Saturday, March 13, 2010

A Defendant’s Pre-counseled, Pre-arrest, Pre-Miranda silence in Response to Police Interrogation is Not Admissible in State’s Case in Chief.

image State v. Borg, Minn.Ct.App., 3/9/2010.  To celebrate her eighteenth birthday, M.W. and friends, which included Mr. Borg, partied and gambled at a nearby casino, then retired to a motel room for a sleepover.  M.W. claimed that some time during the remainder of the night Mr. Borg had unwanted sex with her.  The state charged Mr. Borg with third degree criminal sexual conduct.  Mr. Borg claimed that the sex was consensual.  The jury rejected this defense and convicted him.

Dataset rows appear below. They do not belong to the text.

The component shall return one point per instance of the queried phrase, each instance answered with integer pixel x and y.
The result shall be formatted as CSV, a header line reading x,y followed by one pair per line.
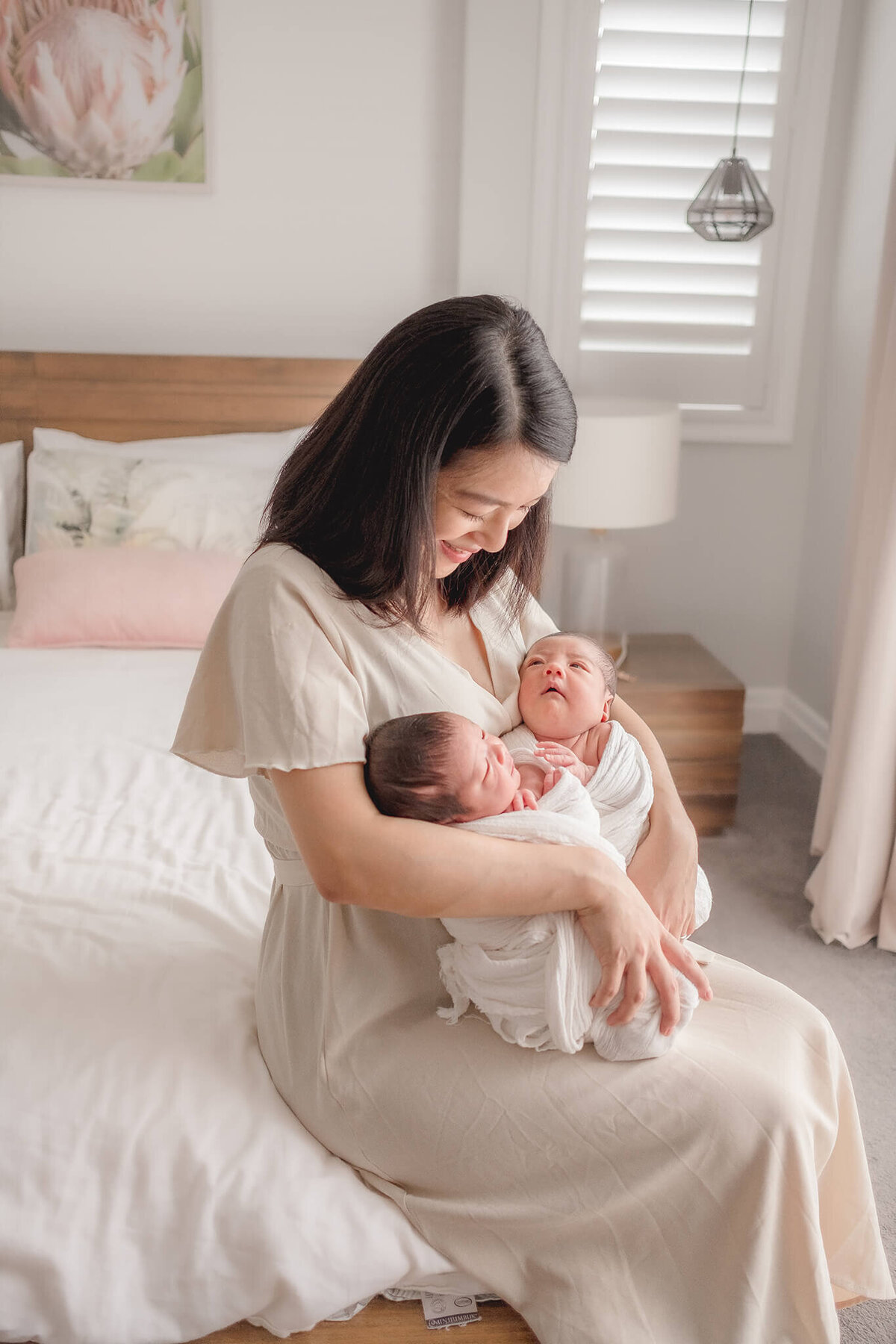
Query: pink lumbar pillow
x,y
119,597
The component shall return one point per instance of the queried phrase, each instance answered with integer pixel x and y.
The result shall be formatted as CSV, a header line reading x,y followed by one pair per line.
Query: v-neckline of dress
x,y
458,667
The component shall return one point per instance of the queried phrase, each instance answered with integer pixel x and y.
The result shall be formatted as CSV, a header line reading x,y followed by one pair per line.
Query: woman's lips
x,y
455,553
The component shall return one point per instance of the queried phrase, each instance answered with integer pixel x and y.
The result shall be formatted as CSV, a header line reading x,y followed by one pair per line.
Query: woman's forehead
x,y
501,475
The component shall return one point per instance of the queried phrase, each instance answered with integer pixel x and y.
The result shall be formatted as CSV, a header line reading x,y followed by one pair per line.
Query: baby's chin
x,y
551,718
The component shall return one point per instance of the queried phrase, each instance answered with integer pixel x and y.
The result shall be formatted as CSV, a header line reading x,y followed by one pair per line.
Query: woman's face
x,y
481,497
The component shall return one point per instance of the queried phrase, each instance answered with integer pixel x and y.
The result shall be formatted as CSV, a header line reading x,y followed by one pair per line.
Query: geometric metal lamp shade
x,y
731,206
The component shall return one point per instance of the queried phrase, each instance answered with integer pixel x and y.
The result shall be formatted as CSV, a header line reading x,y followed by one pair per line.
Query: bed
x,y
153,1186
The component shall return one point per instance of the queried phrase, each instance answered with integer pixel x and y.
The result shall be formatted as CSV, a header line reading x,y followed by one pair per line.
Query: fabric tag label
x,y
441,1310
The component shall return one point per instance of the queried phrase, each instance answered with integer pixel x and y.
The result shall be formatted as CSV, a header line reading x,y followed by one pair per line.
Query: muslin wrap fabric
x,y
534,977
712,1195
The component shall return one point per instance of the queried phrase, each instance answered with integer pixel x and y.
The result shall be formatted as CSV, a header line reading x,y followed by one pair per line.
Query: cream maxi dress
x,y
711,1196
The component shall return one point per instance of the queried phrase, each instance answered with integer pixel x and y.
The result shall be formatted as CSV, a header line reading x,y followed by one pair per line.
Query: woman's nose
x,y
494,534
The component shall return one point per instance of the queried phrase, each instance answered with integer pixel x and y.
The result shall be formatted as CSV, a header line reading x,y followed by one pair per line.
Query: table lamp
x,y
623,473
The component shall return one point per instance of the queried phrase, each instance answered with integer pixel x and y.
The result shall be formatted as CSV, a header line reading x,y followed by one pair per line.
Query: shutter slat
x,y
685,85
680,309
696,16
610,277
632,245
676,151
671,50
682,119
667,215
647,337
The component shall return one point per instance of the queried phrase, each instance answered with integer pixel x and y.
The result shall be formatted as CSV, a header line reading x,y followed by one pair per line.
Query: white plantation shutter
x,y
662,309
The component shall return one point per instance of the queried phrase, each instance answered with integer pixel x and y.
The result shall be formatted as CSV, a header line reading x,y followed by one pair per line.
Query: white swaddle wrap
x,y
534,976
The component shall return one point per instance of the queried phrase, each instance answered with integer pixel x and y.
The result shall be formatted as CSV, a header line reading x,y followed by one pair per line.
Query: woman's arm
x,y
664,867
358,856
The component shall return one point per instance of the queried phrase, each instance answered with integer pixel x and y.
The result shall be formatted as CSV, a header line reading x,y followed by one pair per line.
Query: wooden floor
x,y
391,1323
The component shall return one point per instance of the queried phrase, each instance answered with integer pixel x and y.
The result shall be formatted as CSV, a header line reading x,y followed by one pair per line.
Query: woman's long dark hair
x,y
358,494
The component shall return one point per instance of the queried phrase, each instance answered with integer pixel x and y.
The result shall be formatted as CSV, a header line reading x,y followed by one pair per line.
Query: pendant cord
x,y
741,89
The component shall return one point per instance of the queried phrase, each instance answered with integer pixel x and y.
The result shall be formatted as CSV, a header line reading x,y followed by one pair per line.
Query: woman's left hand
x,y
664,868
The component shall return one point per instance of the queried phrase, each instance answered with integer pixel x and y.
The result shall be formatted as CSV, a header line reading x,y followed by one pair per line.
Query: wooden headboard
x,y
121,396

Before the state arrested Mr. Borg a police investigator sent him a letter in which the officer asked to speak with him.  Mr. Borg did not respond to the letter.  This same officer telephoned Mr. Borg, who declined to speak with the officer and invoked his right to counsel.  Over defense objection, the trial court permitted the state to introduce testimony about the letter and the lack of response to it, and allowed the state to do so before Mr. Borg took the witness stand.

The appellate court concludes that evidence of Mr. Borg’s pre-counseled, pre-arrest and pre-Miranda silence is not admissible in the state case in chief.  The court also concludes that the admission of this evidence was not harmless.  Re-do.